HIIT training… what is it? High intensity interval training involves bursts of very high intensity exercise, combined with low-intensity rest periods. Typically, a HIIT workout can range from 10-30 minutes, depending on how high the intensity of the workout is. Even though HIIT training seems quite short and civilised, the vigorous nature produces health benefits like no other.

A HIIT workout can be made up of an extremely large variety of exercises, including:

  • Sprinting

  • Star jumps

  • Push ups

  • Jump squats

  • Burpees

  • Rowing machine

  • Lunges

  • High knees

  • Skipping

  • Boxing

And so, so, so much more! The beauty of this is that a HIIT workout can be completely personalised to you, meaning you can choose the exercises you want to do in the workout…(no more excuses not to!!)

The amount of time you perform a HIIT workout for, and how long your rest period is, is also really loose. It may be dependent on the type of exercise you’re completing, the intensity of your workout or just completely up to what you want to do! For the timing of the work period, you may choose to go off reps (ie. 10 reps star jumps), or time (ie. 30 seconds work high knees), but it is always important to have rest in there between each set! As long as you are preforming short, high intensity intervals of work, followed by a rest period and getting your heart rate up… you’re doing it right!

Like cardio and resistance training, HIIT training also comes with a veryyy long list of benefits!

Some of these include:

  • You burn a lot of calories in a short period of time

A study has compared the amount calories burned during a 30-minute bike, run, weight training and HIIT, with results showing HIIT burned 25-30% more calories than the other forms of training! In this particular study, the work period was 20 seconds (maximal effort), followed by a 40 second rest period. That's 10 minutes work in total, compared to the other exercises which were continuous work for 30 minutes! HIIT training, due to the vigorous intensity means you burn more calories in less time… short and sharp, who doesn’t love that!

  • Your metabolic rate is higher for hours after exercising

Not only does HIIT mean you burn more calories in a shorter period of time… It also means you burn more calories over a long period of time as well! HIIT increases your metabolic rate for hours after exercise, meaning you will keep burning calories, long after you’re finished training!

  • Increase heart health

Just like cardio and resistance training, HIIT will also increase the health of your heart! Check out our blog on resistance or cardio training to read more!

  • You don't need equipment to do it

Because a HIIT workout can be made up of such a variety of different exercises, you can do it anywhere, anytime, with or without equipment. HIIT training can be one of the most convenient training forms as you can do it at home, at the gym or anywhere you like really!

  • Increase fat loss

  • Increase efficiency of energy use

The interval system of work-hard then recovery which alternate in a HIIT session, mean your body becomes more effective at efficiently using energy! It also helps your body become more effective at removing by-products your body produces during exercise such as lactic acid.

  • You can choose your own workouts

  • You can gain muscle

Although not as much as resistance training, HIIT may help you increase muscle mass! This muscle gain however is more likely in individuals that were less active to begin with as their body is adapting to training to start with.

  • Improve your oxygen consumption

HIIT will increase your body’s ability to use oxygen during training. Due to HIIT being largely cardio based, your body will adapt to training by increasing your ability to take in transport and use oxygen within your body.

  • Reduce your heart rate and blood pressure

With all these benefits, it can’t be that easy… right? These are some of the most common mistakes people make with HIIT:

  • You’re making your workout too long

Because of the high intensity of HIIT training, working out for too long will mean you won’t be able to maintain the high intensity, making the training session less effective. Ideally, a HIIT session should go for around 10-30 minutes.

  • You don’t rest

If you don't rest between high intensity intervals, you won’t be able to maintain a high intensity of exercise due to fatigue. It is important to make sure you rest between intervals for the same amount of time you work for or less, in order to give your body time to recover.

  • Your intensity isn’t increasing as you get fitter

As you get fitter you will find it easier to work harder.

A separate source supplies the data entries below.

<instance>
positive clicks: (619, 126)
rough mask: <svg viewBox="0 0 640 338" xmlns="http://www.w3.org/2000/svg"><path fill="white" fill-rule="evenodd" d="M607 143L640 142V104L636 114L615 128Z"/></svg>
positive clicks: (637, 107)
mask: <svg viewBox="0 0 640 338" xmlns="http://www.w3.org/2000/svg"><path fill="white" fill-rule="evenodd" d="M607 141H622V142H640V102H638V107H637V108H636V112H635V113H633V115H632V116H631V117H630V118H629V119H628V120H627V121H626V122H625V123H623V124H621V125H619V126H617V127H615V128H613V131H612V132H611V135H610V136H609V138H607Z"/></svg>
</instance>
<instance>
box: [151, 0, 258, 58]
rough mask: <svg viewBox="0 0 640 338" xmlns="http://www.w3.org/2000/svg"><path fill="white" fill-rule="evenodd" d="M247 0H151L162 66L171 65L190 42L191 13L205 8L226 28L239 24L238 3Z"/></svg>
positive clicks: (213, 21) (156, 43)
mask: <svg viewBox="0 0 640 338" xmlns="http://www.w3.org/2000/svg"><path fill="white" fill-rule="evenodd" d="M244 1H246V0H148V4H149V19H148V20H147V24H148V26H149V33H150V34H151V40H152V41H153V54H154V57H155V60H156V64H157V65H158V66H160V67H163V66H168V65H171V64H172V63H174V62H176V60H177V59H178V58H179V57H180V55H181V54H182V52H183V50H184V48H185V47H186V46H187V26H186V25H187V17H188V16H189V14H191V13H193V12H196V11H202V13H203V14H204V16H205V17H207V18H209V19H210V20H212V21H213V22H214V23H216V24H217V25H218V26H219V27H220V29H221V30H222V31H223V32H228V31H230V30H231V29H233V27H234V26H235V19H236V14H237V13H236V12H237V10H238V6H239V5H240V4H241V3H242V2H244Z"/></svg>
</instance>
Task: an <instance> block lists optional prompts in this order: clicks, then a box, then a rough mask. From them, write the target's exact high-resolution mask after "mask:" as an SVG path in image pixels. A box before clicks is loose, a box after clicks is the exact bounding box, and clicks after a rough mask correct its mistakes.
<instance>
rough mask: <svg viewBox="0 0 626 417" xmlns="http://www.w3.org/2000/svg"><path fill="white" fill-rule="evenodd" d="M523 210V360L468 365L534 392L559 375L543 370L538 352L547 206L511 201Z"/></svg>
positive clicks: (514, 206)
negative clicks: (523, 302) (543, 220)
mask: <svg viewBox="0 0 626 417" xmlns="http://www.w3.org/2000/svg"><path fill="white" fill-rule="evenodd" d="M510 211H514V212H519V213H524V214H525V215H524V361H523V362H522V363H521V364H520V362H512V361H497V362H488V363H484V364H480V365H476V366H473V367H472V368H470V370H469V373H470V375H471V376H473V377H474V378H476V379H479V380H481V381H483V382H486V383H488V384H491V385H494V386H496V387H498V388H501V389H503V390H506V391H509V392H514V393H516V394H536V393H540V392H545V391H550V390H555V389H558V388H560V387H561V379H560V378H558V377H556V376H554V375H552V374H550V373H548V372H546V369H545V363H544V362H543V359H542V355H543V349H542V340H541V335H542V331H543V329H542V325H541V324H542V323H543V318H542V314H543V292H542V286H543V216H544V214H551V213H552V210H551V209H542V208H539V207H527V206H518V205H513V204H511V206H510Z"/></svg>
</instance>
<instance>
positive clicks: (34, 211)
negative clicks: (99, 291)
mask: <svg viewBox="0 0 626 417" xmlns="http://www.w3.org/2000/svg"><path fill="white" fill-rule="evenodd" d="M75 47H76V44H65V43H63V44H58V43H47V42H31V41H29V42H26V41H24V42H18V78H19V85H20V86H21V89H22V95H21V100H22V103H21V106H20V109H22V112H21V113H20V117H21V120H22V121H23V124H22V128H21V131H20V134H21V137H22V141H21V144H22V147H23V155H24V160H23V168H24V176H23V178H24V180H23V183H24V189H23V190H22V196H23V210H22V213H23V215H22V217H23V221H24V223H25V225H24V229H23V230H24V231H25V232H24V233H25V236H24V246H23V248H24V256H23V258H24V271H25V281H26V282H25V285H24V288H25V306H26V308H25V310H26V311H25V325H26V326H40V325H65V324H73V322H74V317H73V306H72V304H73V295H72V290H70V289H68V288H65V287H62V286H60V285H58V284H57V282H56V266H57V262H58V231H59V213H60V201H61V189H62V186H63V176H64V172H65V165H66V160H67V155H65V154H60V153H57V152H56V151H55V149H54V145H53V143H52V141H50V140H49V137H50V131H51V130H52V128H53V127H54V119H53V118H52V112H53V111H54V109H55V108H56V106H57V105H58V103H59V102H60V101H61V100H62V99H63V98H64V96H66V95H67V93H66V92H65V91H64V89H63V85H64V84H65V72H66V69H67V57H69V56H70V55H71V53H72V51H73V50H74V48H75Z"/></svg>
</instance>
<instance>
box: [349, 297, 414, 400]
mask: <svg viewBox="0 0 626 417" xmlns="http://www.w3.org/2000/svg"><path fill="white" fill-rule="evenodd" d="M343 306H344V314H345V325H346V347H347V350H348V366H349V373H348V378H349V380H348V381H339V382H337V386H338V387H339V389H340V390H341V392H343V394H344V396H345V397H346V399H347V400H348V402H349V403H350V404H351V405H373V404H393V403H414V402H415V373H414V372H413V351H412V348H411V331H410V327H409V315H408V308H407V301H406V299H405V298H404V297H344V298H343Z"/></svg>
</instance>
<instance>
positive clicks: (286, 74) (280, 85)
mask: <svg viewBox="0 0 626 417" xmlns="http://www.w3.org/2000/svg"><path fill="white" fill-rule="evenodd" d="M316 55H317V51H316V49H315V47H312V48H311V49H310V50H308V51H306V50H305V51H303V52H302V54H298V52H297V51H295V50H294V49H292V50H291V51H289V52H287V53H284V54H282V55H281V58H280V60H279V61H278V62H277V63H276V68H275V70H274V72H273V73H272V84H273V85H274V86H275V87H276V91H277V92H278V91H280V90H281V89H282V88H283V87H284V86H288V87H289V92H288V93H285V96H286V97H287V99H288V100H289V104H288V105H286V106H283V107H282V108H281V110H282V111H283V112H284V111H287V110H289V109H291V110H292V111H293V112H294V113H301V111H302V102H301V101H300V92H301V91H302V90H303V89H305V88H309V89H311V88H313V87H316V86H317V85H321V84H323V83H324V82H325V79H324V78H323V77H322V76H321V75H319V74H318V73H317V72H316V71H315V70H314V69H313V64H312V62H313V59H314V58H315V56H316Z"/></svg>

If you’re not increasing the intensity of your workout as you get fitter (ie. Performing reps faster, decreasing rest time), you may not increase in fitness.

  • You don't warm up properly

The extremes of HIIT training mean your body needs to be warm and ready to work before you start your workout. If you don't warm up you may be more likely to sustain injury.

  • You train too much

If you don't give your body a chance to rest (ie. HIIT training too often), you won’t only diminish the benefits, but may also become injured or exhausted. To avoid this, it’s important to give your body a chance to recover between sessions (including a good diet and sleeping) as well as not over doing the number of HIIT sessions you do.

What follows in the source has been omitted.